Безумие своего времени Гоббс почёл за норму и распространил его на доисторические эпохи, о которых он не знал практически ничего. То, что Гоббс называл «человеческой природой», было проекцией Европы XVII столетия, где жизнь большинства была, мягко выражаясь, непростой. Но хотя в них и верят уже сотни лет, мрачные фантазии Гоббса о жизни доисторического человека были примерно так же близки к действительности, как заключения о сибирских волках, сделанные на основании наблюдений за бродячими собаками Тихуаны.
В оправдание Мальтуса, Гоббса и Дарвина можно лишь сказать, что у них попросту не было достаточно фактических данных. К огромной чести Дарвина, он это понимал и всю жизнь посвятил коллекционированию видов, их подробному описанию и переписке со всеми, кто мог снабдить его полезной информацией. Но и этого было недостаточно. Лишь спустя много десятилетий были открыты все необходимые факты.
Сегодня мы их имеем. Учёные знают, как «читать» древние кости и зубы, делать радиоуглеродный анализ пепла из костров плейстоцена, отслеживать изменения в митохондриальных ДНК наших предков. Информация, которую они добыли, решительно опровергает видение доисторической эпохи, выдуманное Гоббсом и Мальтусом и наивно проглоченное Дарвином.
Бедный несчастный я
Если Джордж Оруэлл прав, что «те, у кого в руках прошлое, владеют и будущим», то как насчёт тех, у кого в руках очень далёкое прошлое?

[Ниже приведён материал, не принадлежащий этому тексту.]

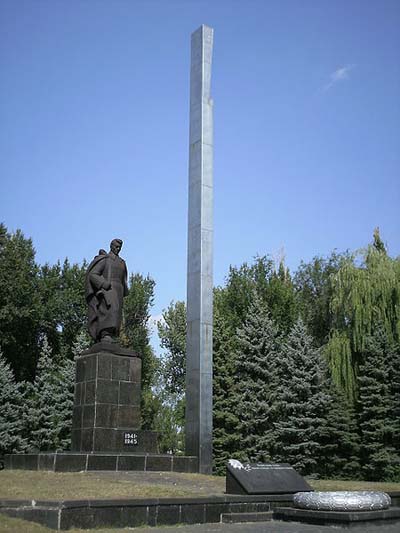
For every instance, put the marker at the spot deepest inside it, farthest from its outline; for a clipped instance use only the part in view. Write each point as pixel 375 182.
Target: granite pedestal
pixel 106 416
pixel 106 426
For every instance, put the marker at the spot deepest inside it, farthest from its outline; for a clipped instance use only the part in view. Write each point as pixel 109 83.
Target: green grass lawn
pixel 27 484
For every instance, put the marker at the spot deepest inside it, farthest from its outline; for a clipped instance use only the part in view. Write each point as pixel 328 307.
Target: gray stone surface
pixel 106 415
pixel 270 527
pixel 200 254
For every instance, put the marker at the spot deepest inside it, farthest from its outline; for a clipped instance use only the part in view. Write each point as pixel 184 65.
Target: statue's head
pixel 115 246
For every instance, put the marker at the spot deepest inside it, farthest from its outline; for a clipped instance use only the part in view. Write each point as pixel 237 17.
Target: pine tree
pixel 82 343
pixel 301 401
pixel 51 402
pixel 11 405
pixel 378 457
pixel 256 382
pixel 339 442
pixel 226 441
pixel 393 362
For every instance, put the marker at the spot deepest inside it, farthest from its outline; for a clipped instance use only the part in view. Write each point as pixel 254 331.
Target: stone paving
pixel 271 527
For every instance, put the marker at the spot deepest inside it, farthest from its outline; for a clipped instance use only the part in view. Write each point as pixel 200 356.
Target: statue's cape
pixel 90 295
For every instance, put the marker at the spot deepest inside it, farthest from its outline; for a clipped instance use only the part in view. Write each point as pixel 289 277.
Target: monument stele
pixel 200 254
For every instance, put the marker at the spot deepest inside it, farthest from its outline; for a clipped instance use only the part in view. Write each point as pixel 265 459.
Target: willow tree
pixel 366 292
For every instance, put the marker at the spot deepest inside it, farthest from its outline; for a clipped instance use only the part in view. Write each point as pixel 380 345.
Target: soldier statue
pixel 106 287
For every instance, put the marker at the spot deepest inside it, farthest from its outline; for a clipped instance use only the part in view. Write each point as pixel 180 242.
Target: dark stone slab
pixel 155 463
pixel 129 393
pixel 77 394
pixel 89 365
pixel 131 462
pixel 134 516
pixel 102 462
pixel 168 515
pixel 70 463
pixel 76 439
pixel 107 391
pixel 104 366
pixel 120 368
pixel 107 516
pixel 106 415
pixel 111 348
pixel 135 370
pixel 129 416
pixel 90 392
pixel 264 478
pixel 104 440
pixel 192 514
pixel 77 416
pixel 213 511
pixel 88 416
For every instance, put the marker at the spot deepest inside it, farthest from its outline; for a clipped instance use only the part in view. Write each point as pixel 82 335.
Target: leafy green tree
pixel 19 303
pixel 63 306
pixel 314 288
pixel 172 334
pixel 273 286
pixel 366 291
pixel 256 382
pixel 135 335
pixel 11 402
pixel 82 343
pixel 301 401
pixel 378 457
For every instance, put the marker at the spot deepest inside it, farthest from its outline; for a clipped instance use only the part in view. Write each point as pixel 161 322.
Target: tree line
pixel 306 366
pixel 42 331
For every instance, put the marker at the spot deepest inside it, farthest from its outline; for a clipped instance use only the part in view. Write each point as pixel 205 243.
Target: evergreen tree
pixel 51 402
pixel 378 458
pixel 393 363
pixel 258 346
pixel 19 303
pixel 339 442
pixel 11 405
pixel 226 440
pixel 301 401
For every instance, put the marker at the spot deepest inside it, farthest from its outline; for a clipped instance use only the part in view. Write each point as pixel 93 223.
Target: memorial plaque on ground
pixel 263 478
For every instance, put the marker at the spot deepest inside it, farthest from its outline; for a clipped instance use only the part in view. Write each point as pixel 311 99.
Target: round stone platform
pixel 362 500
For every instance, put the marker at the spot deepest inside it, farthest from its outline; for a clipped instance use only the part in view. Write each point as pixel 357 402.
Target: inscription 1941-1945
pixel 130 439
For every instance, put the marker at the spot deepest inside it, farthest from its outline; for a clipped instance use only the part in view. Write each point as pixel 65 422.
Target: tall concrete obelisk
pixel 200 254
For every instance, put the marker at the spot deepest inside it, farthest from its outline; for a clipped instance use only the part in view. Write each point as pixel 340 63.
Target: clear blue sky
pixel 94 128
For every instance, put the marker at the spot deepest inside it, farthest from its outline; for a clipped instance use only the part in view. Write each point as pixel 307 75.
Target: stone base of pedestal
pixel 114 440
pixel 78 462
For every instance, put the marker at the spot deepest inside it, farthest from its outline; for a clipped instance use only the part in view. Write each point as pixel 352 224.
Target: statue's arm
pixel 125 280
pixel 97 278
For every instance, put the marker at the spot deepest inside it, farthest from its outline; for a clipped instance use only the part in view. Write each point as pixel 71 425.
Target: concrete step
pixel 237 518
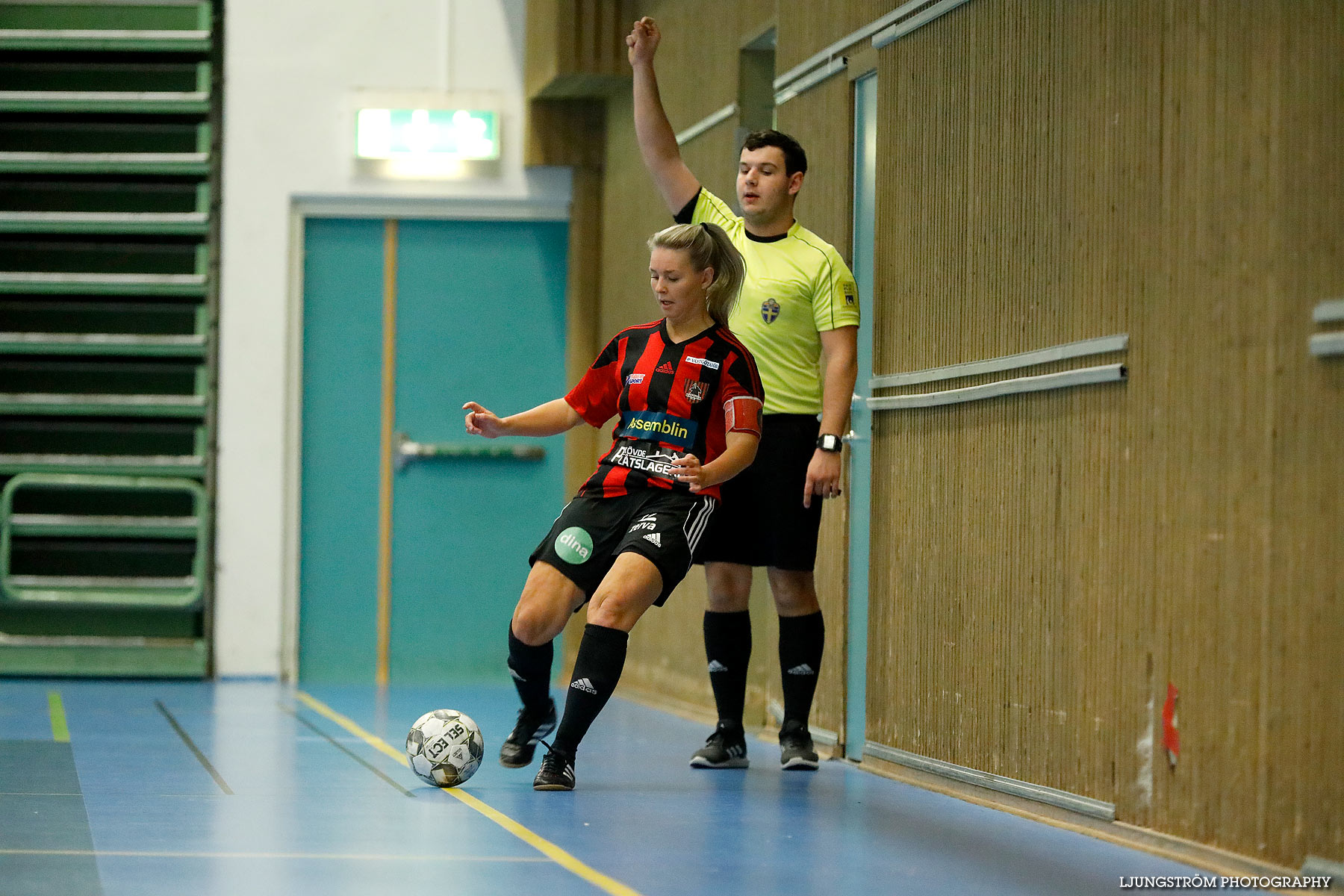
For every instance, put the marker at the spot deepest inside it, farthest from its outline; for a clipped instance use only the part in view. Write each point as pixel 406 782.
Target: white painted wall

До развития сельского хозяйства, когда население начало расти, большая часть мира была пустой, имея в виду распределение человеческой популяции. Но в эволюционную теорию глубокими корнями вросло представление Гоббса, Мальтуса и Дарвина о безнадёжном перенаселении. Это и сегодня повторяется, как мантра, невзирая на очевидные факты. Например, возьмём последнее эссе философа Дэвида Ливингстона Смита «Почему война?». В нём проецируется мальтузианская панорама со всей её ошибочной безнадёжностью: «Соперничество за ограниченные ресурсы – двигатель эволюционных изменений. Любая популяция, растущая без ограничений, в конце концов истощит ресурсы, от которых зависит, и индивидам не останется ничего, кроме борьбы за эти ресурсы, всё более и более отчаянной и ожесточённой. Те, кто сможет их себе надёжно гарантировать, будут процветать, те, кто не сможет – погибнут»198.